LCG Management Board

Date/Time:

Tuesday 15 May 2007 16:00-17:00

Agenda:

http://indico.cern.ch/conferenceDisplay.py?confId=13795

Members:

http://lcg.web.cern.ch/LCG/Boards/MB/mb-members.html

 

(Version 1 16.5.2007)

Participants:

A.Aimar (notes), D.Barberis, N.Brook, F.Carminati, T.Cass, Ph.Charpentier, L.Dell’Agnello, M.Ernst, X.Espinal, I.Fisk, S.Foffano, D.Foster, J.Gordon, F.Hernandez, J.Knobloch, H.Marten, R.Pordes, Di Qing, L.Robertson (chair), J.Shiers, O.Smirnova, R.Tafirout, J.Templon

Action List

https://twiki.cern.ch/twiki/bin/view/LCG/MbActionList

Mailing List Archive:

https://mmm.cern.ch/public/archive-list/w/worldwide-lcg-management-board/

Next Meeting:

Tuesday 22 May 2007 16:00-17:00

1.      Minutes and Matters arising (minutes) 

 

1.1         Minutes of Previous Meeting

Minutes of the 24 April 2007 approved.

The minutes of the 8 May 2007 will be distributed after the MB meeting.

 

2.      Action List Review (list of actions)
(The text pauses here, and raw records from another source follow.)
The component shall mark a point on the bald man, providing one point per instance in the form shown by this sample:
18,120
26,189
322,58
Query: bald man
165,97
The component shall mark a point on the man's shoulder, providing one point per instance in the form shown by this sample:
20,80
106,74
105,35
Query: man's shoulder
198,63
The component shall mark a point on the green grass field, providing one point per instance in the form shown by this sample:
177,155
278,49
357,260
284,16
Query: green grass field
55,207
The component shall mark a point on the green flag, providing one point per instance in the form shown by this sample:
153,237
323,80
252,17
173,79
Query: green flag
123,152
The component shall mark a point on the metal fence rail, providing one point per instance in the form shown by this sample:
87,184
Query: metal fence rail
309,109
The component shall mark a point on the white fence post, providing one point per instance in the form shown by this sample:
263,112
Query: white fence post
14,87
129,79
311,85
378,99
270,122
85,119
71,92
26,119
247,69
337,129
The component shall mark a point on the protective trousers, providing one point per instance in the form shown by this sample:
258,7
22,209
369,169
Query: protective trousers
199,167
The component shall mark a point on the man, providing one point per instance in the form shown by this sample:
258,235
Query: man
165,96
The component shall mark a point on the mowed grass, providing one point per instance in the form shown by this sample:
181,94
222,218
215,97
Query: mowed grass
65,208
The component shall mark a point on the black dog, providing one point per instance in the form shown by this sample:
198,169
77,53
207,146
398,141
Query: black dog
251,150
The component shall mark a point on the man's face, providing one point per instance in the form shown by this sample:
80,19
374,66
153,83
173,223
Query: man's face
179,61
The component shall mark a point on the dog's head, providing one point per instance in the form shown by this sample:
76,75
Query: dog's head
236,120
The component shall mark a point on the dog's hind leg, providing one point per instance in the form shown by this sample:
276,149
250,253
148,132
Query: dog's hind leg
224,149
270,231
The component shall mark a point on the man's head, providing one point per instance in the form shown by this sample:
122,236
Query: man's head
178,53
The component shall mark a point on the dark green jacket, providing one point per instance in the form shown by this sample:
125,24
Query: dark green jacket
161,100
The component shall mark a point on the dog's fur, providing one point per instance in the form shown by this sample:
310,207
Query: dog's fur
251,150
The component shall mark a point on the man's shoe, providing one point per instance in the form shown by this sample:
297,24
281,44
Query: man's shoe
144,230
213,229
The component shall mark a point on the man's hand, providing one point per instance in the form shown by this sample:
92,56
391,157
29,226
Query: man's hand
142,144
Actions that are late are highlighted in RED.

 

  • 15 May 2007 - J.Gordon agreed to make a proposal on how to also store non-grid usage in the APEL repository.

Not done. J.Gordon said that he will send to the MB a proposal in a couple of weeks.

 

3.      Site Reliability Reports (Reliability Data; Site Reports; Slides) - A.Aimar

 

All sites commented the Reliability Data document distributed at the beginning of May (pages 3 to 5 refer to April 2007). Here are their Site Reports.

In the attached Slides there are the April reliability daily values (slide 2 and 3) that are summarized and compared to the values since January in slide 4 and in the table below (sites ordered as in the Reliability Data document):

Reliability >= 88%   (>= Target)

Reliability >= 79%   (>= 90% of Target)

Reliability < 79%   (< 90% Target)

Site

Jan 07

Feb 07

Mar 07

Apr 07

CERN

99

91

97

96

GridKa/FZK

85

90

75

79

IN2P3

96

74

58

95

INFN/CNAF

75

93

76

93

RAL

80

82

80

87

SARA-NIKHEF

93

83

47

92

TRIUMF

79

88

70

73

ASGC

96

97

95

92

FNAL

84

67

90

85

PIC

86

86

96

95

BNL

90

57

6

89

NDGF

n/a

n/a

n/a

n/a

 

The target of 88% for the best 8 sites not reached but 10 sites were within 90% of the target:

-          7 Sites >  88% (target)

-          7+3 Sites >  79% (90% of target)

 

The table below summarizes the issues and solutions sent by the sites.

 

Description

SITE: Problem, Solution

SRM/MSS

INFN: CASTOR lack of D1T0 resources

FZK: dCache GridFTP doors

RAL: CASTOR tape stager crashed

BNL: dCache GridFTP doors filled up and write pools disabled, killed processes, restarted and reduced the TCP buffer size.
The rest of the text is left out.